Seminar tersebut menjadi ruang berbagi pengetahuan antara akademisi, praktisi, pemerintah, dan masyarakat sipil guna mendorong pengelolaan sumber daya alam yang berkelanjutan, inklusif, dan berbasis data.

Dekan Fakultas Kehutanan Untad, Yusran, mengatakan kegiatan ini merupakan kolaborasi antara Relawan untuk Orang dan Alam (ROA) dan Fakultas Kehutanan Untad. Menurut dia, hasil kajian yang dipaparkan tidak hanya bersifat akademik, tetapi juga aplikatif untuk mendukung perumusan kebijakan.

“Materi yang disampaikan mencakup analisis kondisi lapangan serta rekomendasi teknis yang dapat menjadi dasar kebijakan rehabilitasi yang terukur dan berbasis ilmu pengetahuan,” ujar Yusran.

Selain sebagai forum diseminasi, seminar ini juga dimanfaatkan untuk memperkuat jejaring kolaborasi antara pemerintah daerah, lembaga swadaya masyarakat, akademisi, dan komunitas lokal. Kolaborasi dinilai penting agar upaya rehabilitasi dan konservasi berjalan terintegrasi dan berkelanjutan.

Dalam pemaparannya, Bau Toknok menjelaskan hasil kajian ekosistem mangrove di Desa Oncone Raya.
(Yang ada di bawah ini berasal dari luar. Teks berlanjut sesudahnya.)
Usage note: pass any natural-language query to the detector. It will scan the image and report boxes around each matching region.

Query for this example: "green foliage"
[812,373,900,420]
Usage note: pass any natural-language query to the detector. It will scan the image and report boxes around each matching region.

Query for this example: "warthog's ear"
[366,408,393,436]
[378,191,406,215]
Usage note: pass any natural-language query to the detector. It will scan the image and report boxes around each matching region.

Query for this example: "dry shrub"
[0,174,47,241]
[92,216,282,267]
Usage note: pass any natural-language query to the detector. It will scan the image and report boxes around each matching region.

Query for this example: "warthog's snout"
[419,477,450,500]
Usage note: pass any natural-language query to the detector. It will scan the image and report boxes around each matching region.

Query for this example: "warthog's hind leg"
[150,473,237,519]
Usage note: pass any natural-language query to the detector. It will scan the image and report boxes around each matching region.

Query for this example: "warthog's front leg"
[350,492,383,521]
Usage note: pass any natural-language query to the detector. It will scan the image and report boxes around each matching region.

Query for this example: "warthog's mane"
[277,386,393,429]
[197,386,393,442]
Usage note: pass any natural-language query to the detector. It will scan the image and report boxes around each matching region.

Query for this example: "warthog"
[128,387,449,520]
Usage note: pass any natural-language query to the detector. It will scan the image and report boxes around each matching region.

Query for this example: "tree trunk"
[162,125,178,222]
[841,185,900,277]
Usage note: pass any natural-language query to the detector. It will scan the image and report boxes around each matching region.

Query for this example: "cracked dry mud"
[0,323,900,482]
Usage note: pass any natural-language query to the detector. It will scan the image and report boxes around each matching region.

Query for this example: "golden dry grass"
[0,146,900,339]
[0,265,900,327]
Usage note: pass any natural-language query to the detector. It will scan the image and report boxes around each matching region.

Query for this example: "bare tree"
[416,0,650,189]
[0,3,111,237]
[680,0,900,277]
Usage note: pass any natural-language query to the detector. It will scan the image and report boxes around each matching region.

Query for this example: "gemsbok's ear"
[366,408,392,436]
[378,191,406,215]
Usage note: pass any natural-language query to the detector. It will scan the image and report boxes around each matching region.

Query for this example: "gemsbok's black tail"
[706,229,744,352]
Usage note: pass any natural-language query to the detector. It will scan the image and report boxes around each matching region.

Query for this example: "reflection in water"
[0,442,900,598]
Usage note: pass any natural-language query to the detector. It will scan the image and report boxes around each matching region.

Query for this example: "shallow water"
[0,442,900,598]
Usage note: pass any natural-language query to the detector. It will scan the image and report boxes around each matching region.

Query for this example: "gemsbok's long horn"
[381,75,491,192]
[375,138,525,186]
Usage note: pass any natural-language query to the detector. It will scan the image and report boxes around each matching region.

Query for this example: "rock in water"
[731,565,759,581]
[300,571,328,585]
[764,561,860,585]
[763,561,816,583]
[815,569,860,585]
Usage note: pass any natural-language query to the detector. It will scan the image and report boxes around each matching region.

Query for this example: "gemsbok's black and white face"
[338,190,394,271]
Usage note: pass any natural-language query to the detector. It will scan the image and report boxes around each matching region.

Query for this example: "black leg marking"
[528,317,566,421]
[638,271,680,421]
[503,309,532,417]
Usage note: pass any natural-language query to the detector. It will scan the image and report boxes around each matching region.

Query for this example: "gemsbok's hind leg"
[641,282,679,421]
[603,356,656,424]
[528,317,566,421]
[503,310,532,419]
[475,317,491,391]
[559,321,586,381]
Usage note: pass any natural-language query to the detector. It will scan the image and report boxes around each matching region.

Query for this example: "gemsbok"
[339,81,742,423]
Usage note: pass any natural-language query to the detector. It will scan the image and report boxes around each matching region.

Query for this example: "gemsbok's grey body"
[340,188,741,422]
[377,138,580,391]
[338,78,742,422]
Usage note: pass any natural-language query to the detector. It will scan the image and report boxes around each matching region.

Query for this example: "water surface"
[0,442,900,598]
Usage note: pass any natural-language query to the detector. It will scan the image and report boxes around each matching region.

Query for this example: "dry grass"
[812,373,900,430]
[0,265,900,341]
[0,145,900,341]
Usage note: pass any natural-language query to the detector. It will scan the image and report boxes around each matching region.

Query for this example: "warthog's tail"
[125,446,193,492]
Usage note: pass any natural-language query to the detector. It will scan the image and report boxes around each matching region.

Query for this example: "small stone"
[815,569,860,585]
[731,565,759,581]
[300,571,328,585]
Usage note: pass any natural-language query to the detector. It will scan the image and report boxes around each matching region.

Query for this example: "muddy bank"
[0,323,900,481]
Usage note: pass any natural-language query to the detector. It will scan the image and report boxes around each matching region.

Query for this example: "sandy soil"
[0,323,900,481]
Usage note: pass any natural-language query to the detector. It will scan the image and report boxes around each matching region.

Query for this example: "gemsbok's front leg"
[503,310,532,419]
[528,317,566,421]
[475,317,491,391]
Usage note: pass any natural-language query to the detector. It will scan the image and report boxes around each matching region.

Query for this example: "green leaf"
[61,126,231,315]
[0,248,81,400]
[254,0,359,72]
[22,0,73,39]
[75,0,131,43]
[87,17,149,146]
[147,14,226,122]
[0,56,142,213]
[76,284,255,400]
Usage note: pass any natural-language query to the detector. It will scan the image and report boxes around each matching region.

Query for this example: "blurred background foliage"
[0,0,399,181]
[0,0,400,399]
Ia menyebutkan, luas kawasan mangrove di wilayah tersebut mencapai sekitar 31,44 hektar.

Namun, hanya sekitar 18,7 persen yang masih berupa vegetasi mangrove. Sementara itu, 50,3 persen telah beralih menjadi tambak dan 31 persen merupakan lahan terbuka.

“Kondisi ini menunjukkan tekanan yang cukup besar terhadap ekosistem mangrove, sehingga diperlukan strategi rehabilitasi yang tepat dan berbasis data lapangan,” kata Bau.
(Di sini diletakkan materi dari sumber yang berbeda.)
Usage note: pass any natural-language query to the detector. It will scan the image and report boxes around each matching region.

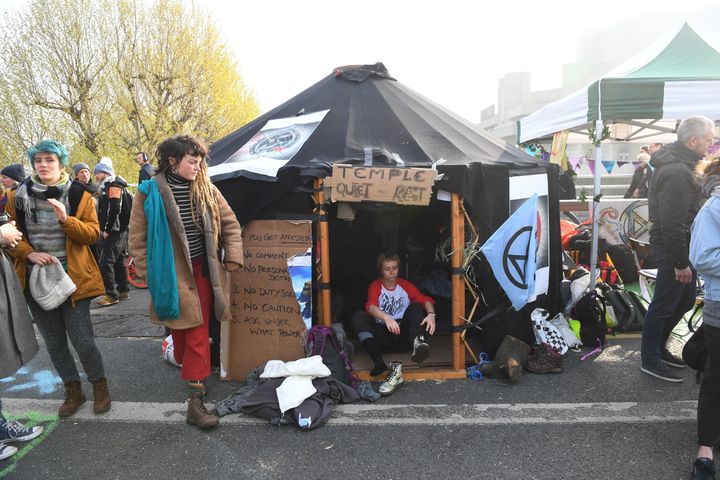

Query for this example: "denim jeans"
[640,248,697,367]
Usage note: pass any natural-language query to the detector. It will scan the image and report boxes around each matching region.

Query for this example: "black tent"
[210,63,561,364]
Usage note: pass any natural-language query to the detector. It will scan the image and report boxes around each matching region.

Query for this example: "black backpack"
[605,288,646,333]
[305,324,359,387]
[572,290,607,348]
[119,188,134,232]
[607,243,638,284]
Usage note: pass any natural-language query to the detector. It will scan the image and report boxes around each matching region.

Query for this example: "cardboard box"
[221,220,312,381]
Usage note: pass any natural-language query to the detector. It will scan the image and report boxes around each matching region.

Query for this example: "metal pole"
[589,119,604,290]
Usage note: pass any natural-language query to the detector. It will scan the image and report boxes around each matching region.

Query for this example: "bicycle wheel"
[126,257,147,288]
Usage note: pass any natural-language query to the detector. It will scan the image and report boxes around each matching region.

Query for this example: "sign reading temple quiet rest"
[325,165,437,205]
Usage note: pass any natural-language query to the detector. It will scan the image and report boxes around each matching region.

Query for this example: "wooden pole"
[450,193,465,370]
[315,178,332,327]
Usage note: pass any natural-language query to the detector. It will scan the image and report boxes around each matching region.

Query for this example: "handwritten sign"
[221,220,312,380]
[325,165,437,205]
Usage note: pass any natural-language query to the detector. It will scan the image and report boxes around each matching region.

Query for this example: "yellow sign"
[325,165,437,205]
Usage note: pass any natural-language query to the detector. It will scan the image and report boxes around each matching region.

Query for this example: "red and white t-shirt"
[365,278,435,320]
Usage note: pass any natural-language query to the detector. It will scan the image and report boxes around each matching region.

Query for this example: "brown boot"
[92,378,110,413]
[480,335,530,382]
[185,393,220,429]
[525,345,562,373]
[58,382,87,417]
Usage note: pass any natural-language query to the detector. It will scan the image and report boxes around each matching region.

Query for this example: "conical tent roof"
[518,22,720,142]
[210,63,537,181]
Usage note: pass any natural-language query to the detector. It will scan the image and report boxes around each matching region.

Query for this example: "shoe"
[410,335,430,363]
[0,420,44,444]
[480,335,531,382]
[370,363,387,377]
[378,363,405,397]
[660,348,687,368]
[690,458,715,480]
[0,443,17,460]
[185,393,220,429]
[95,295,120,307]
[91,378,111,414]
[640,362,684,383]
[525,346,563,373]
[58,382,87,417]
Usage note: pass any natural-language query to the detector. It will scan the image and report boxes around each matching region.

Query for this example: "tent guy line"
[3,398,697,426]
Ia menambahkan, pengumpulan data dilakukan tidak hanya melalui pengukuran biofisik, tetapi juga melibatkan masyarakat setempat melalui diskusi kelompok terarah (FGD), penggunaan enumerator lokal, serta penggalian pengetahuan tradisional.

Menurut dia, pemahaman terhadap karakteristik spesies mangrove menjadi kunci dalam menentukan jenis yang tepat untuk rehabilitasi. “Sabuk pesisir yang sehat, masyarakat yang kuat,” ujarnya.
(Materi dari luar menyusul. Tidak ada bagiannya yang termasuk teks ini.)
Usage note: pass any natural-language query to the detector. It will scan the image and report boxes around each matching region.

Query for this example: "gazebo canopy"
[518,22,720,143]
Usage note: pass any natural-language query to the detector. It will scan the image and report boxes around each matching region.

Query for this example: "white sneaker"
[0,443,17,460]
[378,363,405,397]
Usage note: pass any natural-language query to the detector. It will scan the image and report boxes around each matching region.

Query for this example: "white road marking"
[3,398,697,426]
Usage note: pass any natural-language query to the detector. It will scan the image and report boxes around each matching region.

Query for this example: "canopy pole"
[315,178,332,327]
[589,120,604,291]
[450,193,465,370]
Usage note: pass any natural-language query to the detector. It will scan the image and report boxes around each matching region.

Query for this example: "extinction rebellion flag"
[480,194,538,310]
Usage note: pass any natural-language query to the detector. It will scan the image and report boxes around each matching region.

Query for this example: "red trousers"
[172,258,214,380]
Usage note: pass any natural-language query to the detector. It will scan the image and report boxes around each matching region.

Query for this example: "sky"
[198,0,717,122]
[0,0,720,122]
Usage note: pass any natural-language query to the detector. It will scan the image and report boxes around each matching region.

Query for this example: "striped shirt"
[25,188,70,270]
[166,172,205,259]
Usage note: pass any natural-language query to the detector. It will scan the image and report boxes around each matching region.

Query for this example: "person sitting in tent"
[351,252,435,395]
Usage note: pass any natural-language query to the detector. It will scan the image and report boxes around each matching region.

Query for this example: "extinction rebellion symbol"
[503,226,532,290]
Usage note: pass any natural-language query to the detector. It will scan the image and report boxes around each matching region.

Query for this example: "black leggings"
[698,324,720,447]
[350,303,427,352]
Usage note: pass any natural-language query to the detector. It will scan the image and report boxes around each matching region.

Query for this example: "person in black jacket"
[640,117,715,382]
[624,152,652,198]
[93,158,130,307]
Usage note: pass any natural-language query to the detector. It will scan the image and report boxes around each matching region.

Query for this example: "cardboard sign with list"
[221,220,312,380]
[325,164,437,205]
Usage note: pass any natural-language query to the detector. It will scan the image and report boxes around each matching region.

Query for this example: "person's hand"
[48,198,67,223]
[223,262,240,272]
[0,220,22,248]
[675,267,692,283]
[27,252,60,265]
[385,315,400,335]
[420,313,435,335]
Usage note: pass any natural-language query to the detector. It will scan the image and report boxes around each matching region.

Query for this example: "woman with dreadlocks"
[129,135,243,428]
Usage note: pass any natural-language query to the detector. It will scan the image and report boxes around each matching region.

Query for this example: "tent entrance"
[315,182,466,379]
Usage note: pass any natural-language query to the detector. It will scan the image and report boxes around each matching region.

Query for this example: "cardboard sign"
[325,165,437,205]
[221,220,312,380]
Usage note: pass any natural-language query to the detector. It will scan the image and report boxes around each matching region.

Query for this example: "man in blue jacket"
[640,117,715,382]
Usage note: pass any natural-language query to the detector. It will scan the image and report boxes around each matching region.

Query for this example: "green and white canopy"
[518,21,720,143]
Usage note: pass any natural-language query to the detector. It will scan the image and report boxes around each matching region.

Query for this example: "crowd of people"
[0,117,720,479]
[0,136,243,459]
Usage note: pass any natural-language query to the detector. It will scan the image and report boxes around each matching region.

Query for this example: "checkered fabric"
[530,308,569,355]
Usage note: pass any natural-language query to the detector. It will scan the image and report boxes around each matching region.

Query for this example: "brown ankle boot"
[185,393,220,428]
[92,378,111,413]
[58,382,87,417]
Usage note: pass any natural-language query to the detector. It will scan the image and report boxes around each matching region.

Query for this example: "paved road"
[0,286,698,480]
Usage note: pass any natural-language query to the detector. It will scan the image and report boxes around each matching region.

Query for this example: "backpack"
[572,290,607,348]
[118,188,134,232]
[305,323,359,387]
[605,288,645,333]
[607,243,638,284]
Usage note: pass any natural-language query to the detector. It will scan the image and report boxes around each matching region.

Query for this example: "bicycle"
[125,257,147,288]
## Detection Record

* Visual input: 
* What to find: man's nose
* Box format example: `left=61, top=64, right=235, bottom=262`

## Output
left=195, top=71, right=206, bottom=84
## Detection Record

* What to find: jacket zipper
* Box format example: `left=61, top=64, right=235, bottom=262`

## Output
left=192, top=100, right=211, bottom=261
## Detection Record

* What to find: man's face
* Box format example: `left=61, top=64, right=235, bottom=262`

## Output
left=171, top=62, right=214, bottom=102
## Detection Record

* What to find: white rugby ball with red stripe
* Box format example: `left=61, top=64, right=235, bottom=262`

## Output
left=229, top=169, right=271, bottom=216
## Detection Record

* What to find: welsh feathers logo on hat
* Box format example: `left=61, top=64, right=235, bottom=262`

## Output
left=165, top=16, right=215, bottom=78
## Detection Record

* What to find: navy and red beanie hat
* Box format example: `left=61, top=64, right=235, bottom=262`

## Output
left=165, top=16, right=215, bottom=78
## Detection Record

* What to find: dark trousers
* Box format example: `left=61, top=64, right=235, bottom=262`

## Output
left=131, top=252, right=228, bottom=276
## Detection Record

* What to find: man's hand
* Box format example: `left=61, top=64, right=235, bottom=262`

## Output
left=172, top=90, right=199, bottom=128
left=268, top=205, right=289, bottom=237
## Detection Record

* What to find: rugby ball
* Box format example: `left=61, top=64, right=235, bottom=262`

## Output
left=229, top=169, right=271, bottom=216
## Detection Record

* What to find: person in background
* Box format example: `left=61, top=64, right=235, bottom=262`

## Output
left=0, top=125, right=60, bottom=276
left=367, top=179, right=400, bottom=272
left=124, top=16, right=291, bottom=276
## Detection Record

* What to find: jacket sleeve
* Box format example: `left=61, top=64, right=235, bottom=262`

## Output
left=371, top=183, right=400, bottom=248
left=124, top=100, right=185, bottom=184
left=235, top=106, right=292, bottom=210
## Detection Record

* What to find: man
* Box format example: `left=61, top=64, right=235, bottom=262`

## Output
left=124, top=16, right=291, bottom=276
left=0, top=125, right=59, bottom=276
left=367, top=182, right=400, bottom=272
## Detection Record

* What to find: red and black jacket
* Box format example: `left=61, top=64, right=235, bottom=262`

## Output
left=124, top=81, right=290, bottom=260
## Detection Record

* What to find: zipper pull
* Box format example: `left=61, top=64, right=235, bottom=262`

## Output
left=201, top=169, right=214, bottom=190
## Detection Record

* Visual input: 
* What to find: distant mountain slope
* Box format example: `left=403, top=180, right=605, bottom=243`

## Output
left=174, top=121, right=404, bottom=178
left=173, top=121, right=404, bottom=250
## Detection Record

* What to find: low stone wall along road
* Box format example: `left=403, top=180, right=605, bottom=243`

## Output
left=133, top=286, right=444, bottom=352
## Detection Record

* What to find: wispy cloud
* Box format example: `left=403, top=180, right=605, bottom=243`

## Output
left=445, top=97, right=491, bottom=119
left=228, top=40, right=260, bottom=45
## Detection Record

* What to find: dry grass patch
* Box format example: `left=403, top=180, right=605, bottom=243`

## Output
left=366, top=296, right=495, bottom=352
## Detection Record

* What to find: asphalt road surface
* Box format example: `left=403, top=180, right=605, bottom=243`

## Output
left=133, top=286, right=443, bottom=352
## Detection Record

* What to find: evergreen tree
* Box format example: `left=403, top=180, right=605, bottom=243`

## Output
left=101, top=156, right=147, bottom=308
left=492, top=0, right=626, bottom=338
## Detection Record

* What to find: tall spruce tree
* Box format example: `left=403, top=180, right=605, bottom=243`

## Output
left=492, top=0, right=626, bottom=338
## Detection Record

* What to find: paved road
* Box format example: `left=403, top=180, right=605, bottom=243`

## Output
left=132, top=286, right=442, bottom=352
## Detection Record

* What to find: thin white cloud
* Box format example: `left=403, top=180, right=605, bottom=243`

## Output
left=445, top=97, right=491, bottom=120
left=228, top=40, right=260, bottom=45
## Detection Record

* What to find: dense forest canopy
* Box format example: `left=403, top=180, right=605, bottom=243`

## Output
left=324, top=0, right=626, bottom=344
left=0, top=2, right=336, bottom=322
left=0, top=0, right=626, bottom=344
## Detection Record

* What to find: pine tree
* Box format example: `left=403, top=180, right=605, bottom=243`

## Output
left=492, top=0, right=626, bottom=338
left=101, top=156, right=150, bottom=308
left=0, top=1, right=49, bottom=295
Sementara itu, materi tentang kajian spesies Tahura Sulawesi Tengah disampaikan oleh Erika yang mewakili Sudirman Dg. Massiri. Ia menekankan pentingnya pendekatan etnobiologi dan metode plot dalam pengelolaan kawasan konservasi.

Ia menjelaskan, kawasan Tahura Sulawesi Tengah memiliki luas sekitar 5.195 hektar yang mencakup wilayah Kota Palu dan Kabupaten Sigi.

“Kawasan Tahura Sulawesi Tengah merupakan aset strategis yang tidak tergantikan, sehingga pengelolaannya harus berbasis data ilmiah sekaligus memperhatikan pengetahuan lokal masyarakat,” ujarnya.

Pengelolaan kawasan Tahura dilakukan melalui pembagian zonasi, meliputi blok perlindungan, blok koleksi dan khusus, blok pemanfaatan, blok rehabilitasi, serta blok tradisional. Salah satu spesies penciri yang terdapat di kawasan tersebut adalah tanaman cendana.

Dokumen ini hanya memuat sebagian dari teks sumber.